926.25 * .02 = 18.5 ink cost per side which is also not correct. I am confused.


----------



## JYA (Jun 2, 2008)

You are correct with your math here.

Consequently, with a wide format printer, you're looking at ink AND paper costs of approximately 30 cents per square foot (144si in 1sf).

Therefore, 926.25si divided by 144 is 6.43sf x $0.30 = $1.929. Possibly cheaper once the RIP looks at your graphic and calculates the ink exactly.


----------



## jrenteria1234 (Jan 3, 2015)

How did you calculate the paper cost? 

Price $115 a roll of 275

around 3 feet per shirt sideways?

Thats =275/3 = 91.6 shirts can be printed

=115/91.6 = $1.25 for the paper

= Double sided image is $2.50 just on paper without ink?


----------



## JYA (Jun 2, 2008)

Cost I posted above is a one side approximate. My actual paper cost is 8 cents/sf on a nearly 500ft roll. 
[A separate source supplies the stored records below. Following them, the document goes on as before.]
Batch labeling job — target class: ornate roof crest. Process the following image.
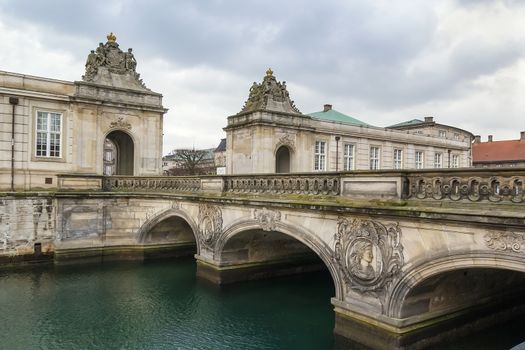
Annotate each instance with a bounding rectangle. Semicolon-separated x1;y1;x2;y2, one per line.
82;33;149;90
239;68;301;115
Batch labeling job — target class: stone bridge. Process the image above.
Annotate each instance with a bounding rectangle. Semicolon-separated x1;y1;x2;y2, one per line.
2;168;525;349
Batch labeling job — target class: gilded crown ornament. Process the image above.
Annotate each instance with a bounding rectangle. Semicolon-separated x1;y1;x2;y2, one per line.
266;68;273;76
106;32;117;43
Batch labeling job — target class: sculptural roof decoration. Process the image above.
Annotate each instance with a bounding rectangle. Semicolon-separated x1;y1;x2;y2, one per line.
239;68;301;115
82;33;149;91
107;32;117;43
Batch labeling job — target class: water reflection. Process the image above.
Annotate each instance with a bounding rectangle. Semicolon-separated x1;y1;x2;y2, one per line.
0;260;523;349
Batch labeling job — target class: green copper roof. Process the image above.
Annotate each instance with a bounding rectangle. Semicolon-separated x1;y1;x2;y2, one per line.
388;119;424;128
307;109;371;127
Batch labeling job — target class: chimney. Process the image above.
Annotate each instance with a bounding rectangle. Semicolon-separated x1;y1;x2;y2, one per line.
474;135;481;144
323;104;332;112
488;135;493;142
424;116;434;123
521;131;525;141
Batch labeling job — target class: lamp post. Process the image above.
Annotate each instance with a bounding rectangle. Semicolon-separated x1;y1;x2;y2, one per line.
335;136;340;172
9;97;19;192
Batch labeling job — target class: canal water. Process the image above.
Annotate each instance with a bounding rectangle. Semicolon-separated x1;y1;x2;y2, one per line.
0;259;523;350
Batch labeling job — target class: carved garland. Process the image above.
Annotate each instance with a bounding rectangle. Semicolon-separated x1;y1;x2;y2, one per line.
198;204;223;251
333;217;404;296
110;117;132;130
484;231;525;254
275;133;296;153
254;207;281;231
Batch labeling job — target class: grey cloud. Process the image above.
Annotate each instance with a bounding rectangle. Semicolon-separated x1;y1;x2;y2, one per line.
1;0;523;144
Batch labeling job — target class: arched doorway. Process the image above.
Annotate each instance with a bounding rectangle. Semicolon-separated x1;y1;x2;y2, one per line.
275;146;291;173
104;130;134;175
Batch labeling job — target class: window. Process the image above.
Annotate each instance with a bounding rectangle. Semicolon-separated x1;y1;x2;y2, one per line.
439;130;446;138
370;146;380;170
415;151;424;169
343;144;355;170
314;141;326;171
454;133;460;141
452;154;459;168
393;149;403;169
105;151;114;162
434;153;443;168
36;111;61;157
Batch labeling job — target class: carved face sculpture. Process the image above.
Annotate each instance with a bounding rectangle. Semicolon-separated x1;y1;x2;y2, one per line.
202;217;214;241
349;239;377;281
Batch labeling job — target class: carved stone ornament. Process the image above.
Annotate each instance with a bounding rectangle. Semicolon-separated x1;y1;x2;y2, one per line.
333;217;404;296
171;201;180;210
484;231;525;254
239;68;301;115
276;133;295;152
408;175;524;203
254;207;281;231
109;117;132;130
82;32;149;90
198;204;223;250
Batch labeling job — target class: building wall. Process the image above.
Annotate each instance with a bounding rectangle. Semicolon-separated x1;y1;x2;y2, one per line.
225;112;472;174
473;161;525;168
0;71;165;189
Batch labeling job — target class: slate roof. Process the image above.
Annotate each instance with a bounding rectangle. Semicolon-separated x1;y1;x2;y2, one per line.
388;119;425;128
214;138;226;153
307;109;371;127
473;140;525;163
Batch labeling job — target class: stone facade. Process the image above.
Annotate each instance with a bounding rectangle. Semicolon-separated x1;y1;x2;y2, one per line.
224;70;473;174
0;34;166;190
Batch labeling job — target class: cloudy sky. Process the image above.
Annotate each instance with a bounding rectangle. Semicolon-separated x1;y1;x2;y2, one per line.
1;0;524;154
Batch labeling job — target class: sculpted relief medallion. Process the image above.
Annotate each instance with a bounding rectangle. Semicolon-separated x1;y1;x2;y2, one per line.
198;204;223;251
334;217;404;295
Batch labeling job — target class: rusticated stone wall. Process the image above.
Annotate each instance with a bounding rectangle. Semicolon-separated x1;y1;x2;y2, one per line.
0;197;55;256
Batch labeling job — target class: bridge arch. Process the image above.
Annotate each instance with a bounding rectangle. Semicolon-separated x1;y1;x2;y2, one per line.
387;251;525;318
137;208;200;253
216;218;343;299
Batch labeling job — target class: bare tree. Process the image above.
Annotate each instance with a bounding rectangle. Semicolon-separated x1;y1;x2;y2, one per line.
167;149;213;175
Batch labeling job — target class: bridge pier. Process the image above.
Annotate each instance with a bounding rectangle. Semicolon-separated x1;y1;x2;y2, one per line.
332;298;525;350
194;253;325;285
54;243;196;265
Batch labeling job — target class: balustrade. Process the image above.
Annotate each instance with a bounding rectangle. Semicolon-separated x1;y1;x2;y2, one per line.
102;176;201;193
223;174;340;195
60;169;525;204
407;174;524;203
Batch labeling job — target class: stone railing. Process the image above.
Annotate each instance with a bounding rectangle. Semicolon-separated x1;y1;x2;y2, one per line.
102;176;201;193
223;173;340;195
57;168;525;204
406;170;524;203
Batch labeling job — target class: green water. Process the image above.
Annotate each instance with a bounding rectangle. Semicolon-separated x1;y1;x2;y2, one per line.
0;259;523;350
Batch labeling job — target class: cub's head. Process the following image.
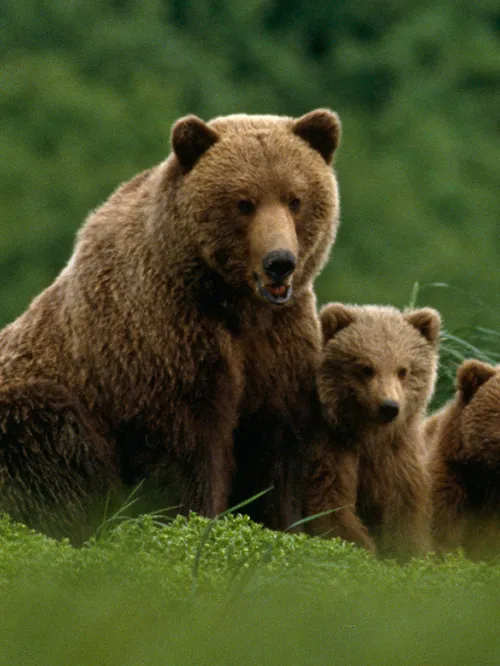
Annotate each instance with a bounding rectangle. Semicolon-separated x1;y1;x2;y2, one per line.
166;110;341;305
450;359;500;457
317;303;441;430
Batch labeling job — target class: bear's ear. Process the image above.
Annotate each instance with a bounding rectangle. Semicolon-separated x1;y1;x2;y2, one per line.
320;303;356;344
405;308;441;344
171;115;219;173
457;359;496;405
292;109;341;164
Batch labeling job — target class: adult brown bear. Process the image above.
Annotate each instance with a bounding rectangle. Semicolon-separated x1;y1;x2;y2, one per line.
0;110;341;541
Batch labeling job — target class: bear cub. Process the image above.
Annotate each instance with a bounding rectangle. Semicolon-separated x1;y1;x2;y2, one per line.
427;359;500;559
306;303;441;559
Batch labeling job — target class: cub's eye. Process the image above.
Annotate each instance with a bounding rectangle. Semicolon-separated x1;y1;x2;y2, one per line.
398;367;408;380
288;197;301;213
360;365;374;378
237;199;256;215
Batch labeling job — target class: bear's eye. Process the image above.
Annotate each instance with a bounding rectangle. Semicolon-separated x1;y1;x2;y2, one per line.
360;365;374;378
289;197;301;213
398;367;408;380
237;199;256;215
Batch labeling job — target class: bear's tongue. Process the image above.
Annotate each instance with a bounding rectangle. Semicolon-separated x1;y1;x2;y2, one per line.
268;284;287;297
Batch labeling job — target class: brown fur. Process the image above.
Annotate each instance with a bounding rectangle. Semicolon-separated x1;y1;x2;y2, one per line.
0;109;341;540
427;359;500;559
306;303;441;560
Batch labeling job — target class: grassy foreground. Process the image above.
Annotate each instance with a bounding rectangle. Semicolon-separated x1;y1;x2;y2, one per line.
0;512;499;665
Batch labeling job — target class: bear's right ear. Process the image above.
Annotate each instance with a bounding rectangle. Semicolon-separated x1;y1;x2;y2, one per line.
320;303;356;344
457;359;496;405
292;109;341;164
171;115;219;173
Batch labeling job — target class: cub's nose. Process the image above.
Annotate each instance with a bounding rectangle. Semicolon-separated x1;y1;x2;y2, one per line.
262;250;297;283
379;399;400;423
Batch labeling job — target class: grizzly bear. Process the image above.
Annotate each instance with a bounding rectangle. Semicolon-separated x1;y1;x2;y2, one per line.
0;109;342;541
305;303;441;559
427;359;500;559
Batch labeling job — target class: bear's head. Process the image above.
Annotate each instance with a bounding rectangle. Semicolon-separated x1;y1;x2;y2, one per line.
317;303;441;431
163;110;341;306
440;359;500;462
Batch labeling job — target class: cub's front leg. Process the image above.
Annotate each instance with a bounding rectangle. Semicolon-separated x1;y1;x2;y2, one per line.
428;459;467;555
376;452;432;560
305;443;376;554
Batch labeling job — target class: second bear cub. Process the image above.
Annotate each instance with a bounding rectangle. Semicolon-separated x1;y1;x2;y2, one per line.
307;303;440;559
427;359;500;559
Cost is figured out by taking length of roll in feet, multiplying that by 12 (inches), and then multiplying that by the width of the paper. Divide that number by 144 and that's the total square feet on the roll.

Take the cost of the roll, divided by the square footage of the roll, and there's the cost per square foot.

We do cut and sew (no pre-sews here) and average $1.25-1.50 per side plus one sleeve, so say $3 all in on ink and paper.


----------



## jrenteria1234 (Jan 3, 2015)

Could you tell me which paper is that? and where do you buy it plus the ink that you use? and ML you buy? 

lol.. feels like an interrogation.. I am just so confused. I just heard back from sawgrass saying it was 3.5 per side but I want to understand the calculations to make sure..


----------



## JYA (Jun 2, 2008)

We use Beaver Tacky Paper rolls, both 44" and 60" x approximately 500ft.

Our ink is J-Teck (1L bottles) and we purchase our product from Kim and Matt at Advanced Color Solutions out of Riverside, California.


----------



## jrenteria1234 (Jan 3, 2015)

Thank you so much for your help. You really cleared everything up. I was going crazy.


----------



## JYA (Jun 2, 2008)

jrenteria1234 said:


> Thank you so much for your help. You really cleared everything up. I was going crazy.


It won't be the first time you go crazy in this business. TRUST ME!


----------



## jrenteria1234 (Jan 3, 2015)

haha I cant wait lol.


----------